The average Class of 2016 graduate has $37,172 in student loan debt, up six percent from 2015. In total in the US forty-four million borrowers owe nearly $1.3 trillion in student loan debt. About one in four loans is in default or delinquency.
Student loan debt has surpassed credit card debt. This is looking like the 2008 subprime mortgage crisis. Why is this happening?
Escalating Costs
When your tuition bill went up 5.6% between your freshman and sophomore year your parents were not happy, but they dug a little deeper and came up with the cash. However when your little sister matriculated twenty years later the compounding effect resulted in sticker shock. Tuition had gone up 200% in twenty years.
Colleges just don’t worry very much about their costs. Being interviewed by the New York Times while president of The Ohio State University, E. Gordon Gee said, “I readily admit it. I didn’t think a lot about costs. I do not think we have given significant thought to the impact of college costs on families.”

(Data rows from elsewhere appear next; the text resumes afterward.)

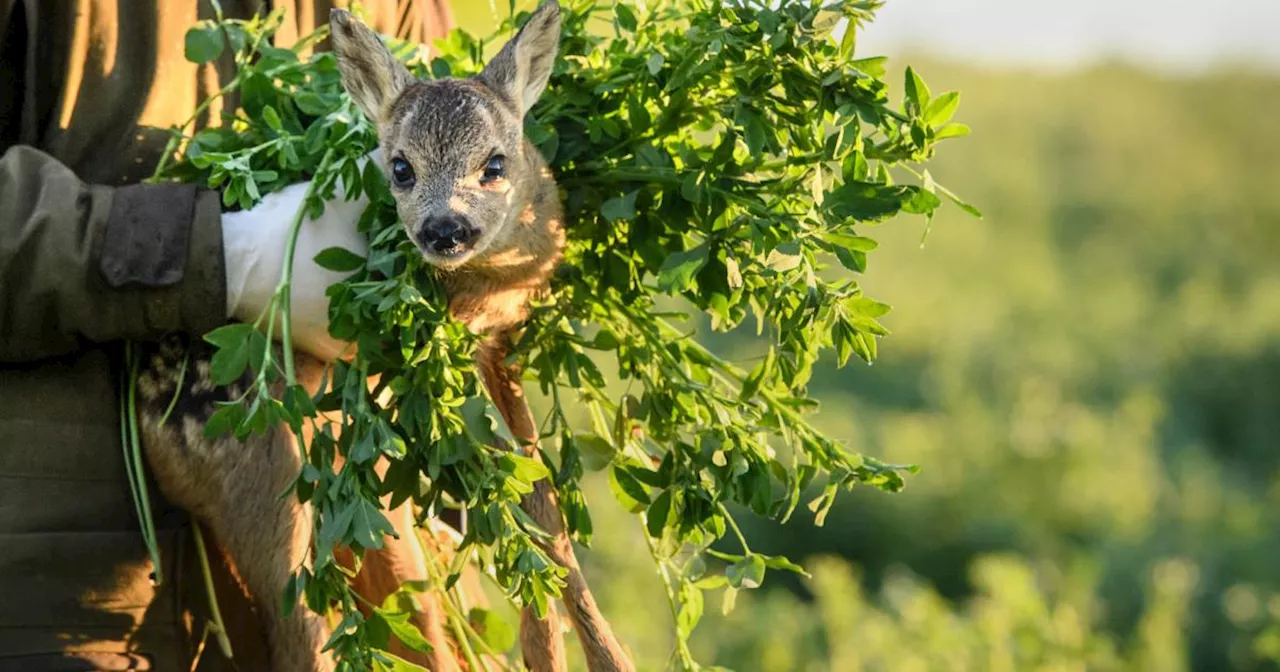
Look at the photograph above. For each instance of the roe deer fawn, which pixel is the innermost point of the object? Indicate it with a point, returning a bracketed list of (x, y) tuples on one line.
[(479, 201)]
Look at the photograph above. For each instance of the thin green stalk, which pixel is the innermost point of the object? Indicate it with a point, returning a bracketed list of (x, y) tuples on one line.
[(219, 627), (681, 647), (284, 289), (133, 465)]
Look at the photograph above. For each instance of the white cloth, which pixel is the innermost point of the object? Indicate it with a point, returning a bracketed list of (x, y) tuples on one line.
[(254, 243)]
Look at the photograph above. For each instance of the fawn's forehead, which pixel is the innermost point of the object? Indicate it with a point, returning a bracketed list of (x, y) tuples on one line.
[(451, 120)]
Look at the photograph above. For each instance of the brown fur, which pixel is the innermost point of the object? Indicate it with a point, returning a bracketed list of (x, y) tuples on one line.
[(447, 129)]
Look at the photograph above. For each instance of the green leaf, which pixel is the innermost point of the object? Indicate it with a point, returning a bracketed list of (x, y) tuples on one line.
[(917, 94), (951, 131), (272, 118), (626, 17), (339, 259), (848, 241), (202, 44), (525, 469), (942, 109), (778, 562), (627, 490), (654, 63), (784, 257), (622, 208), (746, 572), (493, 630), (658, 515), (234, 344), (690, 609), (400, 625), (597, 452), (677, 272), (369, 526), (728, 599)]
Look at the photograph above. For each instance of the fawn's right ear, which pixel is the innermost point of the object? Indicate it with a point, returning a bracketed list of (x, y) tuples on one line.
[(521, 69), (370, 73)]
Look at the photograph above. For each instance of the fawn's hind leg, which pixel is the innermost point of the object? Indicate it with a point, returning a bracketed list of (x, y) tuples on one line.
[(234, 489)]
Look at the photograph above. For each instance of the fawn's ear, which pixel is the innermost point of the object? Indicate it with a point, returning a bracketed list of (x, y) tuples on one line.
[(521, 69), (370, 73)]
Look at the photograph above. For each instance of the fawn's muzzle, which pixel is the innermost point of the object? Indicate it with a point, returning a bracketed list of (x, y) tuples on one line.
[(447, 234)]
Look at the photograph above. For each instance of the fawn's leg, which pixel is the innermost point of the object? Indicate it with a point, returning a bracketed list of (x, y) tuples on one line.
[(382, 574), (602, 649), (234, 488)]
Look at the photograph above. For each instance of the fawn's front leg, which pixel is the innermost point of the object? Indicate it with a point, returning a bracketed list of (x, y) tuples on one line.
[(234, 489), (603, 650)]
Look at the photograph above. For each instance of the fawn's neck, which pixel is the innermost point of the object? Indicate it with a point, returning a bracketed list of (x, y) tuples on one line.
[(492, 293)]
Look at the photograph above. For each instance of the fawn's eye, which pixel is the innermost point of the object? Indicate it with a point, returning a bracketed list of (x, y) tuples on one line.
[(402, 173), (494, 170)]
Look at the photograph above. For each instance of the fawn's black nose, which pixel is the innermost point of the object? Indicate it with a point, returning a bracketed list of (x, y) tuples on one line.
[(447, 234)]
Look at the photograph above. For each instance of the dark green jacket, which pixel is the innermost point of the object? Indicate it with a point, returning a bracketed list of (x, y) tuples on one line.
[(90, 257)]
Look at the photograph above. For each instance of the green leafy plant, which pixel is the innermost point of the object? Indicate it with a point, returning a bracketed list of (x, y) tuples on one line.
[(718, 158)]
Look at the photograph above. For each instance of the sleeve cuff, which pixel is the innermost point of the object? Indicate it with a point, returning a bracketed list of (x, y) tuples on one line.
[(164, 242)]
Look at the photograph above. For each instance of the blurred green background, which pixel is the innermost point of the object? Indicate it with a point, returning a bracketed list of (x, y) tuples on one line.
[(1089, 379)]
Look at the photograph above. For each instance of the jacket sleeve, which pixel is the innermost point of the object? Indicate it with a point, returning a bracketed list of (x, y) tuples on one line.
[(82, 263)]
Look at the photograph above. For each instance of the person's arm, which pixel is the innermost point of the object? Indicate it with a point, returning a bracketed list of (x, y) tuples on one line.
[(88, 263)]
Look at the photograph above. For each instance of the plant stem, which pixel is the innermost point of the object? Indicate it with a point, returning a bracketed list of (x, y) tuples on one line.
[(283, 291), (215, 615)]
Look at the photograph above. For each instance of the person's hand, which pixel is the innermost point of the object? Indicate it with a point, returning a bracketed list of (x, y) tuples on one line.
[(254, 245)]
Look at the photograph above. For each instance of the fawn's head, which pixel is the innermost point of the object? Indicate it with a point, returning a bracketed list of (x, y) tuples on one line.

Gee’s total compensation at OSU was $1.6M including a mansion, a chef, and access to a private jet. Leaving OSU under a cloud Gee, who had formerly served as president of Vanderbilt and Brown–among other schools, was rehired as president of West Virginia University. If Mr. Gee were in the private sector, he would have been rebuked for being in “the old boys club.”
Easy Money
In 1987 Bill Bennett, President Reagan’s secretary of education, wrote an op-ed for the New York Times entitled “Our Greedy Colleges” in which he argued that the government’s attempts to make higher education more accessible may have also accidentally made it more expensive. “If anything,” he wrote, “increases in financial aid in recent years have enabled colleges and universities blithely to raise their tuitions, confident that Federal loan subsidies would help cushion the increase.”
Ever since then, academics and economists have argued over whether or not colleges actually take advantage of all those federal grants and loans by hiking their prices?
Earlier this summer (2016), a team from the Federal Reserve Bank of New York and Brigham Young University released the latest paper suggesting that Bennett was right. Looking at both public and private nonprofit colleges during the mid-2000s, they found that schools raised tuition by 55 cents for each $1 increase in Pell grants their undergraduates received, and by 60 to 70 cents for each extra dollar of subsidized student loans.
http://newyorkfed.org/medialibra…
Poor Planning
Parents and students sorely underestimate the difficulty of navigating the path from the high school auditorium (where you received that diploma) to that first, well-paying job:
- Poor or non-existent financial planning. Many student loans are a substitute for financial planning.
- There seems to be a “college at any cost” mentality among some parents and students. Many parents and students choose a school or a post-secondary education plan they can’t afford without excessive debt.
- Choosing an unmarketable major resulting in being under employed or unemployed.
- Not having an academic plan that incorporates experiential learning, e.g. internships, resulting in no good job.
- Not understanding the financial aid system and how it interconnects to the Federal tax system.
Abuse & Misuse
Incurring debt for spurious reasons:
- To attend an out-of-state college to be with your boyfriend.
- To take spring break in Mexico.
- To buy a car.
- To live a luxurious life style as a student.
This isn’t likely to end well. The “creative” repayment plans can result in ever increasing balances. The taxpayers are going to be left “holding the bag.”